Si bien hace tiempo que introduce en sus clases las nuevas tecnologías, ha sido ahora cuando Víctor Daniel Vallejo, profesor de economía de menores y adultos en cinco centros educativos de la provincia de Salta -dos de ellos en pequeños núcleos rurales-, ha visto más de frente los efectos de la desigualdad.

"Después de filmar unos videos (formativos), le digo a mi esposa: 'está bueno esto, porque ayuda a que muchos lo entiendan, pero sigo quedando insatisfecho porque sé que hay chicos que no lo van a poder ver'. Entonces, como una expresión de deseo, le digo: 'tenemos que buscar otra forma, sería bueno algún medio como la radio'", evoca.

Y ahí se volvió crucial a figura de Marissa Rosas, su mujer, después de que esta contara en las redes sociales la preocupación de su esposo por llegar a todos sus alumnos. Un mensaje que se hizo viral y llegó al encargado de una radio, que decidió ceder un espacio semanal en su emisora de manera gratuita.

"Por experiencia sé que a los chicos de las zonas rurales les gusta escuchar programación de radio", cuenta Vallejo, quien con la ayuda de su pareja, que en su adolescencia fue locutora radiofónica, se puso delante del micrófono para enseñar economía y administración de empresas, mezclándolo con píldoras musicales y saludos de los oyentes.

Es ahora, en momentos de incertidumbre, cuando la educación ejerce un poder clave, más aún si, como revela el docente, se suma la falta de trabajo y casos de violencia familiar.

"Tristemente nuestro departamento, General Güemes, tiene un alto índice de suicidio juvenil. Algo que siempre nos llamó la atención como docentes es que ocurre generalmente cuando los chicos no están en la escuela, o en vacaciones", lamenta.

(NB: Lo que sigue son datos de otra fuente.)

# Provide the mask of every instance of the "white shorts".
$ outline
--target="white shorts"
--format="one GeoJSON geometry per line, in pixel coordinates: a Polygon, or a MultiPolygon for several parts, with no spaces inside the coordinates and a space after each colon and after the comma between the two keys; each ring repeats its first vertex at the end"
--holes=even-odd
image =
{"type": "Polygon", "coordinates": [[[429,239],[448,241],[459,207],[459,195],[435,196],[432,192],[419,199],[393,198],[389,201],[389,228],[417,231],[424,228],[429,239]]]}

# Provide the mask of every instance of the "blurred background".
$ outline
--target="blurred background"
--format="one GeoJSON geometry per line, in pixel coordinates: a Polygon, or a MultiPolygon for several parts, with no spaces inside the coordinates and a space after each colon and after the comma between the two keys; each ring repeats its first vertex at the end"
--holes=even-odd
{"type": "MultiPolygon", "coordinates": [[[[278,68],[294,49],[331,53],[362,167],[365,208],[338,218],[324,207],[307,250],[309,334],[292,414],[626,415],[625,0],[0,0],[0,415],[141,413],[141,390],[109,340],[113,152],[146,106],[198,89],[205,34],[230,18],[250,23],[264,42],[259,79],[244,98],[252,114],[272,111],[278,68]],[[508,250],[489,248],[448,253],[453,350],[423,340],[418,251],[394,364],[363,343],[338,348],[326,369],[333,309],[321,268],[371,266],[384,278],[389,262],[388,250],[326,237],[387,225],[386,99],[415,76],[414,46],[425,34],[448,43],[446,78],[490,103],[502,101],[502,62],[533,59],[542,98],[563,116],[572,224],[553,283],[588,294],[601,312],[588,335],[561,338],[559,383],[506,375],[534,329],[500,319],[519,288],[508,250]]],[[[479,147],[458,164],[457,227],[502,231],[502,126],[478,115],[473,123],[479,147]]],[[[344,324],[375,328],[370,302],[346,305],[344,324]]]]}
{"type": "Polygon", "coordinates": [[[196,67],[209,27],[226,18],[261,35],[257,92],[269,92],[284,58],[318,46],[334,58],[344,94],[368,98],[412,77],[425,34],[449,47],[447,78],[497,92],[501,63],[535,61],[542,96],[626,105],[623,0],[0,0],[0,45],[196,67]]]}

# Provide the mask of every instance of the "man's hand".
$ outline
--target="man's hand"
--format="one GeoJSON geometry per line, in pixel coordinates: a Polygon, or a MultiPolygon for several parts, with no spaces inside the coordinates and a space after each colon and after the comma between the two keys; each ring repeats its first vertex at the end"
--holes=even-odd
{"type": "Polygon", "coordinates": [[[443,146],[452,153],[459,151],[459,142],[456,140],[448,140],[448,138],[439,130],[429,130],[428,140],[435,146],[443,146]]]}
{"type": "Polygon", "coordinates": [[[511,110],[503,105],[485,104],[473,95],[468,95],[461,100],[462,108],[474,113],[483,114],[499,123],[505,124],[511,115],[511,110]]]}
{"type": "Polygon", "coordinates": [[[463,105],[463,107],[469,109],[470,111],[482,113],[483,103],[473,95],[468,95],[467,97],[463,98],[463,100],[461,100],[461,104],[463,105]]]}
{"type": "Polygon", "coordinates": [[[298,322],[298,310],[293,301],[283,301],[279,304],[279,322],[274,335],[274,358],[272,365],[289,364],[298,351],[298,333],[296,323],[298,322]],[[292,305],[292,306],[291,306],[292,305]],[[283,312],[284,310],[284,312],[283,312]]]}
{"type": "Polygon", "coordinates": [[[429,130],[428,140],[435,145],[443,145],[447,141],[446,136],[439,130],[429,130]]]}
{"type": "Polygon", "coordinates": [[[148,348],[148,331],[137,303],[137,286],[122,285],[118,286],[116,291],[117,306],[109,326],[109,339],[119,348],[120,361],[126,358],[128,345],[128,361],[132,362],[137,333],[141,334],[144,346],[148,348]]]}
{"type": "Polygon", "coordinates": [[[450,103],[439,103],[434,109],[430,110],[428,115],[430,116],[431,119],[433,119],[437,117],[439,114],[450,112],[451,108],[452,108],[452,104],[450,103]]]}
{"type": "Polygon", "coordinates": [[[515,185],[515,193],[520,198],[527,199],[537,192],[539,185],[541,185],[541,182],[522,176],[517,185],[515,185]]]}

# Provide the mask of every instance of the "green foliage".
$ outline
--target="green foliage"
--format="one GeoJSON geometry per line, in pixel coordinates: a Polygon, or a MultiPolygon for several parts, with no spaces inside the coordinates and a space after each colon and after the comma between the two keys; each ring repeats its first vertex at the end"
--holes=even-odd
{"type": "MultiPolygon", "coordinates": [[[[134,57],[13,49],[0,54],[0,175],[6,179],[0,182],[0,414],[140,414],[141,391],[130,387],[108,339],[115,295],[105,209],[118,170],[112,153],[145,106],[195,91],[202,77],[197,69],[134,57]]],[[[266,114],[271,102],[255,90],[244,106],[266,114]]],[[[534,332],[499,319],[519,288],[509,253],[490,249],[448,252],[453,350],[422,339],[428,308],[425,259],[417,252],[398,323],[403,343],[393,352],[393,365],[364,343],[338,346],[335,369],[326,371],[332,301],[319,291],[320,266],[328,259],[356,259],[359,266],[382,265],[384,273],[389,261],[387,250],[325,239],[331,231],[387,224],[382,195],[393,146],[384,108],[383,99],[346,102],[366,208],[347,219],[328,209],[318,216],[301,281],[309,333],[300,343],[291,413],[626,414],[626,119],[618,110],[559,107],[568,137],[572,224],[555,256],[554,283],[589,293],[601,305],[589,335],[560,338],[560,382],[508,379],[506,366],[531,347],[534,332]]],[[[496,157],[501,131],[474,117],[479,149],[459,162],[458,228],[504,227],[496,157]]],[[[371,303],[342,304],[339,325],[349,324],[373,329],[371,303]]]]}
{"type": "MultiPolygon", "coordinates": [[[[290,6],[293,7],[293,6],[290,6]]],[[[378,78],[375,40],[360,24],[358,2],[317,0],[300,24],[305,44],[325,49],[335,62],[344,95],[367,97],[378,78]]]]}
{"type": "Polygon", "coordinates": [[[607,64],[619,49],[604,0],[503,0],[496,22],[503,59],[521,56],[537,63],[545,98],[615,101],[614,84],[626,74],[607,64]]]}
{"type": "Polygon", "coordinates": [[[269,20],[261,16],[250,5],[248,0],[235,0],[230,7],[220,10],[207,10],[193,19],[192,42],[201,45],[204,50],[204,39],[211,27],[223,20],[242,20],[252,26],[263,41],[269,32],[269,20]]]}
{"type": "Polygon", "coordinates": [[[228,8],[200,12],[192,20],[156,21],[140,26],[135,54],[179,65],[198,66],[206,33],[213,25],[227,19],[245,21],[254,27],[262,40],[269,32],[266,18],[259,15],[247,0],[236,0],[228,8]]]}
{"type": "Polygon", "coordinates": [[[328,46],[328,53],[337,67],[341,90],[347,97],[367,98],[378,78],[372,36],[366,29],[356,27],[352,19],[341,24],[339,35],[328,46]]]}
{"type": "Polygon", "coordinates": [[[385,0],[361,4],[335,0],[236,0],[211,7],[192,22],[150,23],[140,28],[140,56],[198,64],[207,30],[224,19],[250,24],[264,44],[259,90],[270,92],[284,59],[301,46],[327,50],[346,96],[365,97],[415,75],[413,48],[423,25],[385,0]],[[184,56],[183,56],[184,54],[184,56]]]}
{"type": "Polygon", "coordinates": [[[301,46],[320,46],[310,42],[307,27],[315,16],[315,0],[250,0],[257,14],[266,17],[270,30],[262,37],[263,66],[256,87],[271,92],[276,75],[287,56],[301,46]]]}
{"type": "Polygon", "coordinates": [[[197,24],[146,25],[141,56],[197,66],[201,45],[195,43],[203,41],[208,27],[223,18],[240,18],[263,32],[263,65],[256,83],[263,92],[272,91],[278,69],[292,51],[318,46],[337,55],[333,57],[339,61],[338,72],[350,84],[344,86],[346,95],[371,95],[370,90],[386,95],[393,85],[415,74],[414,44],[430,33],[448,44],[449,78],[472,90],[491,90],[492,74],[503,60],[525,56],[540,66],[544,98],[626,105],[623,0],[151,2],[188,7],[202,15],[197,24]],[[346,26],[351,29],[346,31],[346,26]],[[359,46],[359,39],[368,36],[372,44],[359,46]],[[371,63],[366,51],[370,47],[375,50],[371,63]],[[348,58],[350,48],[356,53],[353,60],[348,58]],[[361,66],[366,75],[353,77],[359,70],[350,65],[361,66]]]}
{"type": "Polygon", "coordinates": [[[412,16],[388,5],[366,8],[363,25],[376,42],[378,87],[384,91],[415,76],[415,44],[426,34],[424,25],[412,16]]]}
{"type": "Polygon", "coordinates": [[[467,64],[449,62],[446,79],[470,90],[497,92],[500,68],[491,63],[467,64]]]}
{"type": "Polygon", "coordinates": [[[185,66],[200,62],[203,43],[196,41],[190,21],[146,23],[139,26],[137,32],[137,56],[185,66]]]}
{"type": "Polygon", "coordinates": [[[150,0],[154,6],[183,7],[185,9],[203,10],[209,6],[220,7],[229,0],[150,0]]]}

Víctor, Daniel y Miriam son solo tres de los muchos profesores que, de norte a sur de Argentina, han ideado iniciativas similares y demostrado no estar dispuestos a que el virus acabe con las ilusiones de los jóvenes.

"Esperamos que esto de verdad contagie, que otros docentes tomen también la misma iniciativa y no bajen los brazos", concluye Marissa sin dejar de lado su esperanzadora sonrisa.